Kritisch sehen die Verbände etwa, dass Unternehmen fast alle Stufen ihrer Lieferketten global auf Verstöße gegen Menschenrechte sowie Umwelt- oder Sozialstandards kontrollieren sollen. Doch gerade Industriefirmen hätten oft Zehntausende Zulieferer. Die Kosten allein zur Befolgung der Vorgaben würden für einzelne Unternehmen nicht selten Millionensummen erreichen.
Die Verbände kritisieren auch die vorgesehene zivilrechtliche Haftung: “Es ist schlicht praxisfremd zu verlangen, dass Unternehmen aus den EU-Mitgliedstaaten für Pflichtverletzungen haften sollen, die in ihren Lieferketten geschehen – und dies noch weltweit.” Die Beweisanforderungen wären für viele Unternehmen nicht zu leisten.
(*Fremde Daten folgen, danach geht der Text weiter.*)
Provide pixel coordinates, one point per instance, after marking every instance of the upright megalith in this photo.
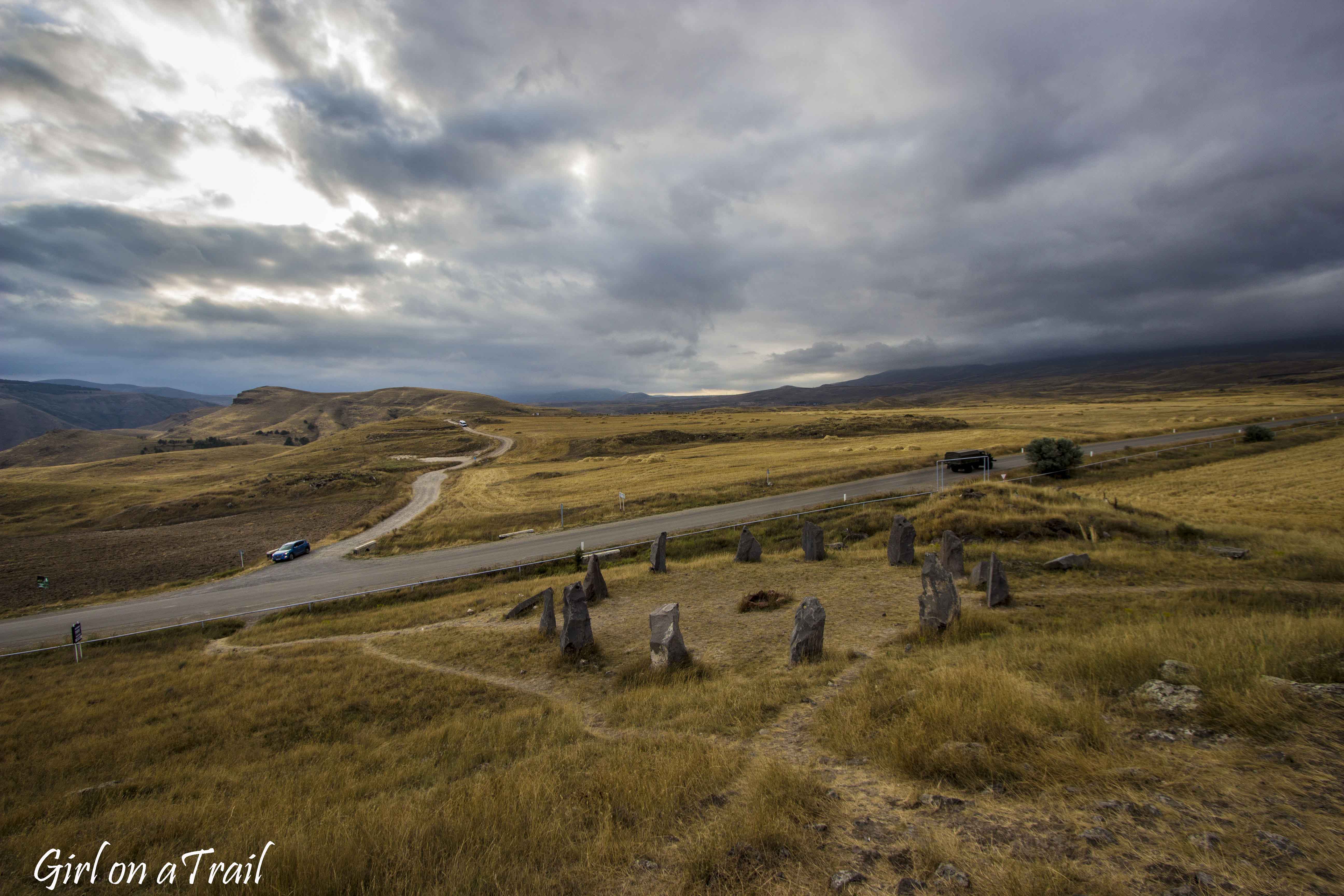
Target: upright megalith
(576, 631)
(810, 629)
(996, 584)
(659, 554)
(901, 543)
(952, 555)
(594, 586)
(940, 602)
(814, 542)
(546, 625)
(666, 645)
(749, 550)
(525, 606)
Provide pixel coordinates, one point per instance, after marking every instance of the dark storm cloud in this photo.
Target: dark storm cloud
(101, 246)
(667, 198)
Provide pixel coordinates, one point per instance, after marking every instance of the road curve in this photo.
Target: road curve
(299, 581)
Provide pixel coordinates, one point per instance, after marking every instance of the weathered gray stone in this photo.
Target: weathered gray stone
(952, 555)
(594, 586)
(659, 554)
(1069, 562)
(666, 645)
(814, 542)
(749, 550)
(546, 625)
(940, 602)
(996, 584)
(901, 542)
(577, 629)
(1177, 672)
(810, 629)
(527, 605)
(1168, 698)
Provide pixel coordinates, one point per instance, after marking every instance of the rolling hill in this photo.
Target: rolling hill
(33, 409)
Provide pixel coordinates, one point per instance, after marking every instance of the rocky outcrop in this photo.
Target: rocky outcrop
(666, 645)
(940, 602)
(814, 542)
(810, 629)
(526, 606)
(659, 554)
(952, 555)
(1069, 562)
(594, 586)
(749, 550)
(577, 629)
(901, 542)
(996, 584)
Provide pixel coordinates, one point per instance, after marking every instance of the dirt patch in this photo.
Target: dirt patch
(87, 563)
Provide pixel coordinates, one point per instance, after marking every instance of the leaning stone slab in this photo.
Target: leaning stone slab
(1069, 562)
(901, 542)
(659, 554)
(940, 602)
(952, 555)
(749, 550)
(996, 584)
(814, 542)
(810, 629)
(594, 586)
(546, 625)
(1168, 698)
(527, 605)
(666, 645)
(577, 631)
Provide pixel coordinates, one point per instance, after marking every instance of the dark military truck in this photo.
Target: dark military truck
(970, 460)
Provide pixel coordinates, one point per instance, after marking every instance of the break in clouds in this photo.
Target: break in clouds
(670, 198)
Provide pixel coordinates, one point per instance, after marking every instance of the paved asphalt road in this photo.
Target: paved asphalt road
(295, 582)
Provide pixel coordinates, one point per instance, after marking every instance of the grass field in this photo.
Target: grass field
(423, 745)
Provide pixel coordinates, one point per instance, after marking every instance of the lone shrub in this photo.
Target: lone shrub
(1054, 456)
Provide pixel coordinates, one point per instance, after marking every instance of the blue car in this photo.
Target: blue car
(291, 550)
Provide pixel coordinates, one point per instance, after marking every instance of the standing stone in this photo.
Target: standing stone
(546, 625)
(810, 629)
(940, 604)
(577, 631)
(749, 550)
(594, 586)
(666, 645)
(814, 542)
(952, 555)
(996, 584)
(659, 554)
(527, 605)
(901, 543)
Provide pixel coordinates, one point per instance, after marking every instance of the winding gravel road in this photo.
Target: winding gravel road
(307, 579)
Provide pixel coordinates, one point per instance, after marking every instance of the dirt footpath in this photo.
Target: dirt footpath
(87, 563)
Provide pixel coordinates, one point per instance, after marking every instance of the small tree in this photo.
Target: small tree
(1054, 456)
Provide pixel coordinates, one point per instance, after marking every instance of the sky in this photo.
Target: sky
(678, 198)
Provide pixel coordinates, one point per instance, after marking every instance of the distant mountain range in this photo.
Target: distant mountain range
(1096, 375)
(33, 409)
(165, 391)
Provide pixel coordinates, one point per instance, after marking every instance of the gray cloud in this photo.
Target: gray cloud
(666, 198)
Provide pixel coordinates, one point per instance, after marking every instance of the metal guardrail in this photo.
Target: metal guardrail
(632, 545)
Die Verbände betonten weiter, sich schon heute an den UN-Leitprinzipien für Wirtschaft und Menschenrechte zu orientieren bei ihren globalen Lieferbeziehungen.
Die Erklärung kommt unter anderem vom Bundesverband Großhandel, Außenhandel, Dienstleistungen, vom Arbeitgeberverband Gesamtmetall, der Stiftung Familienunternehmen und Politik sowie den Verbänden der Chemischen Industrie, der Elektro- und Digitalindustrie und dem Verband Deutscher Maschinen- und Anlagenbau.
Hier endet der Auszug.